Officials acknowledged re-entry was, along with the launch, the most dangerous phase of the mission and nothing could be taken for granted until Discovery was safely back home following its trip to the international space station. Toward that end, Discovery's astronauts and flight controllers kept close watch on a slightly leaking power unit that tested out fine a day earlier in orbit.

NASA did not know whether harmless nitrogen gas or flammable hydrazine was dripping from the auxiliary power unit, one of three needed to drive the hydraulic landing systems. The leak was small, managers said. If it worsened during re-entry, considered unlikely, the unit would shut down automatically and Discovery would become the first shuttle to land with only two functioning auxiliary power units.

Discovery sported a new, tougher type of landing gear tire for improving safety. In another shuttle first, a GPS receiver was on board to help guide Discovery down to the 3-mile-long landing strip.

It was the first shuttle landing at Kennedy in nearly four years. Columbia never made it back in February 2003, it shattered over Texas, and Discovery had to take a weather detour to California last summer.

Some at NASA, including the chief engineer and NASA's top safety officer, wanted to put off the latest mission until further repairs could be made to a particularly vulnerable area of the fuel tank. But NASA Administrator Michael Griffin opted to press ahead with what turned out to be the space agency's first Independence Day launch.

The shuttle carried up seven astronauts, but departed the space station on Saturday with six: Lindsey, Kelly, Michael Fossum, Piers Sellers, Lisa Nowak and Stephanie Wilson. German astronaut Thomas Reiter was left behind for a half-year stay, joining two other men there and boosting the station's crew size to three.

The Discovery crew conducted three spacewalks, one of them to test shuttle patching techniques, and used a 100-foot inspection crane to check the shuttle's entire thermal armor for any damage from launch or orbital debris. The rocketship turned out to be the cleanest seen in orbit from a thermal perspective, officials said.

The astronauts also demonstrated that the boom could function as a work platform for spacewalkers and delivered several thousand pounds of supplies to the space station, still in need of restocking because of the 2 1/2-year grounding of the shuttle fleet after Columbia's demise.

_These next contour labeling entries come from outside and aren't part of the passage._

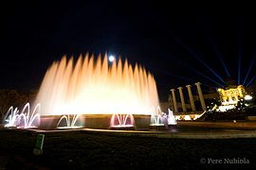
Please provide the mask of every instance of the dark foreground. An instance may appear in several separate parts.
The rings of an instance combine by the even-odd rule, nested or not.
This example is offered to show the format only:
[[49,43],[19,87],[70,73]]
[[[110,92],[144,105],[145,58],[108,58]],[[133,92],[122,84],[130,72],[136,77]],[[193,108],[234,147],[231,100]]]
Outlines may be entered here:
[[49,169],[256,169],[256,139],[159,139],[82,131],[45,135],[44,154],[34,156],[37,133],[0,129],[0,157],[16,155],[29,162],[12,158],[10,169],[35,164]]

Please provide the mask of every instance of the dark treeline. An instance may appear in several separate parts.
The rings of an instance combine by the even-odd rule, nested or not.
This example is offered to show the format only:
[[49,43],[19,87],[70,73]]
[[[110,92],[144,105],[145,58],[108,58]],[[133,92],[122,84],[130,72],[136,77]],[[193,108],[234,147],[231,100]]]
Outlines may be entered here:
[[9,107],[13,106],[20,110],[29,102],[33,103],[38,94],[38,90],[31,90],[28,93],[19,93],[16,90],[0,90],[0,123],[2,123],[5,114]]

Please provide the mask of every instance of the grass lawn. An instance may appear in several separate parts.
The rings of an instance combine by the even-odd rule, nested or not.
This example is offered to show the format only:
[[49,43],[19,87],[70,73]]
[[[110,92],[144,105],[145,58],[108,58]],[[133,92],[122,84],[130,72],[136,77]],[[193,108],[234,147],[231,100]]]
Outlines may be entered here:
[[[51,169],[256,169],[256,139],[159,139],[81,131],[45,135],[44,154],[34,156],[36,133],[0,130],[0,155],[17,154]],[[238,158],[249,163],[225,162]],[[208,162],[210,159],[222,163]]]

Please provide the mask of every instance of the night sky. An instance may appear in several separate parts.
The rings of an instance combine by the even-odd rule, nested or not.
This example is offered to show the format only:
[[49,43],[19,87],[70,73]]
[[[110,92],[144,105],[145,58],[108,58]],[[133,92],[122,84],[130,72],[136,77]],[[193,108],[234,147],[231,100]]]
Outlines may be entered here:
[[[253,2],[6,2],[0,89],[39,89],[47,68],[64,55],[77,60],[81,53],[106,51],[150,71],[160,101],[173,88],[191,84],[195,90],[197,81],[203,90],[224,85],[220,78],[228,72],[243,84],[256,52],[256,10]],[[255,71],[253,63],[244,85]]]

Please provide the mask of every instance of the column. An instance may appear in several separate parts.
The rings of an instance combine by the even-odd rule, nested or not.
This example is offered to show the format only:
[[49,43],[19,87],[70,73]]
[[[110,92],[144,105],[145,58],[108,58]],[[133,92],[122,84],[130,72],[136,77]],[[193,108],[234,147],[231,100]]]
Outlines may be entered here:
[[187,110],[186,110],[185,101],[184,101],[184,97],[183,97],[182,87],[179,87],[177,89],[179,90],[179,95],[180,95],[180,100],[181,100],[183,112],[186,112]]
[[178,110],[177,110],[177,101],[176,101],[176,97],[175,97],[175,94],[174,94],[174,89],[171,89],[172,91],[172,94],[173,94],[173,100],[174,100],[174,111],[175,112],[178,112]]
[[202,93],[200,84],[201,84],[200,82],[194,83],[194,85],[196,85],[196,87],[197,87],[197,91],[198,91],[198,94],[199,94],[202,109],[203,109],[203,110],[206,110],[206,104],[205,104],[205,100],[204,100],[204,96],[203,96],[203,93]]
[[192,89],[191,89],[192,86],[189,84],[186,87],[188,88],[190,101],[191,101],[191,105],[192,105],[192,111],[196,111],[194,102],[193,102],[193,98],[192,98]]

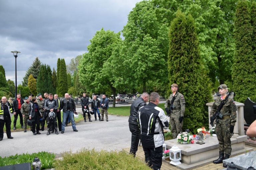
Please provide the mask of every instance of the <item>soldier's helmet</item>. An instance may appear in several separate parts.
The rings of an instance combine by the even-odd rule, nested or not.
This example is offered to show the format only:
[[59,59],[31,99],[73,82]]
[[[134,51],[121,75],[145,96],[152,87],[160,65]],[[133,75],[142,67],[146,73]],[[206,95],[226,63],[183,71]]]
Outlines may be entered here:
[[179,86],[178,85],[178,84],[175,84],[175,83],[174,83],[174,84],[172,84],[171,85],[171,87],[179,87]]
[[219,90],[220,89],[225,89],[225,88],[227,88],[228,86],[226,84],[221,84],[220,85],[219,87],[218,88],[218,90]]

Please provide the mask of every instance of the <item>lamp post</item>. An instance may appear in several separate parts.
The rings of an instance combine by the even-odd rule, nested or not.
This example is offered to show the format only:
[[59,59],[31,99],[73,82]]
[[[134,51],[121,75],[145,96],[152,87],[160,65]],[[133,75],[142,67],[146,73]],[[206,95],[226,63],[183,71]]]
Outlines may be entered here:
[[[20,53],[20,52],[17,51],[11,51],[11,52],[13,53],[13,56],[15,57],[15,99],[16,99],[17,98],[17,66],[16,59],[18,56],[17,54],[18,53]],[[16,53],[16,55],[15,53]]]

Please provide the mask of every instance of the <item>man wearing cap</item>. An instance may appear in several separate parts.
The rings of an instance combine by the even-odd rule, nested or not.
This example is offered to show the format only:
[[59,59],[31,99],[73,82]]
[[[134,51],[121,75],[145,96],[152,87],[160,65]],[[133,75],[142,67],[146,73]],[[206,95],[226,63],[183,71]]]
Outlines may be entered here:
[[8,139],[13,138],[13,137],[11,135],[11,123],[12,122],[11,117],[12,116],[14,110],[12,105],[9,102],[7,102],[6,97],[3,96],[0,103],[0,141],[3,140],[4,137],[4,126],[5,124],[7,138]]
[[42,97],[42,95],[41,93],[39,93],[37,95],[37,103],[38,105],[38,106],[39,107],[40,112],[41,113],[42,116],[43,117],[43,118],[41,119],[41,128],[40,129],[40,130],[42,130],[42,131],[43,131],[44,130],[44,125],[45,124],[45,120],[44,118],[45,111],[44,110],[44,109],[45,100],[45,99],[43,99],[43,98]]
[[15,110],[13,113],[14,115],[14,120],[13,121],[13,130],[16,129],[16,123],[18,119],[18,117],[20,116],[20,126],[22,128],[23,128],[23,118],[22,114],[20,112],[20,109],[21,108],[21,105],[24,103],[24,101],[22,98],[21,97],[20,94],[18,93],[17,94],[17,98],[13,101],[12,102],[12,105]]
[[[219,141],[219,158],[213,161],[215,164],[221,163],[224,159],[228,159],[231,154],[231,141],[230,138],[234,131],[234,127],[236,122],[236,111],[237,109],[234,100],[229,97],[228,97],[227,93],[228,88],[226,84],[222,84],[218,88],[220,96],[215,100],[210,112],[210,119],[213,122],[213,115],[219,106],[222,102],[225,102],[220,112],[222,115],[221,118],[217,118],[218,122],[216,122],[216,134]],[[225,157],[224,157],[225,153]],[[223,167],[226,168],[227,164],[223,163]]]
[[21,108],[20,109],[21,112],[24,119],[24,132],[27,132],[27,123],[28,120],[29,119],[28,112],[29,111],[30,103],[31,103],[29,101],[29,99],[28,97],[25,97],[25,103],[21,105]]
[[183,118],[185,112],[185,99],[182,94],[178,92],[178,86],[176,84],[171,86],[172,92],[166,100],[164,107],[167,115],[170,116],[170,125],[172,137],[174,138],[182,132]]

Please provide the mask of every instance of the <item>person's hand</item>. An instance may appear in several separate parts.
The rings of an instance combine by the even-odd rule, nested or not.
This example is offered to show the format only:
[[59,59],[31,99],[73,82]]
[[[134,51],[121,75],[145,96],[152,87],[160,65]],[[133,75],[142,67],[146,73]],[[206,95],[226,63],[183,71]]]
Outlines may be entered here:
[[230,129],[230,133],[231,133],[231,134],[233,133],[233,132],[234,132],[234,126],[233,125],[230,125],[229,129]]
[[180,123],[182,122],[183,120],[183,116],[181,116],[180,118],[179,118],[179,121],[180,121]]

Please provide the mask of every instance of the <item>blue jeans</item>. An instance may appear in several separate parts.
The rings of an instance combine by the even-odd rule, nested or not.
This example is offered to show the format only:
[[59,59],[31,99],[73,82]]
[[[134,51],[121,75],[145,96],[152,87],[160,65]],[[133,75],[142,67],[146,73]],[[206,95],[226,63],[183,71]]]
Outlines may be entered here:
[[62,124],[61,124],[62,131],[64,131],[65,130],[65,123],[68,117],[71,120],[71,123],[72,124],[72,128],[73,128],[73,130],[76,129],[75,121],[74,121],[73,117],[73,112],[68,110],[66,112],[63,112],[63,119],[62,119]]
[[96,112],[98,113],[98,116],[99,118],[100,116],[100,110],[99,109],[99,108],[93,108],[93,112],[94,112],[94,117],[96,118],[97,116],[96,115]]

By fixing a broken rail car on the outside of the space station, the astronauts paved the way for space station construction to resume in earnest with the next shuttle flight.

Atlantis is scheduled to blast off as early as Aug. 27. Unlike Discovery's missions, which focused primarily on the flight test aspects, the Atlantis crew will haul up a major space station piece, a building-block beam, and attach it to the orbiting outpost.

The station is just half finished, eight years after the first piece went up. NASA wants it completed by the time the three remaining shuttles are retired in 2010, as per President Bush's mandate, to make way for a new spaceship capable of carrying astronauts to the moon.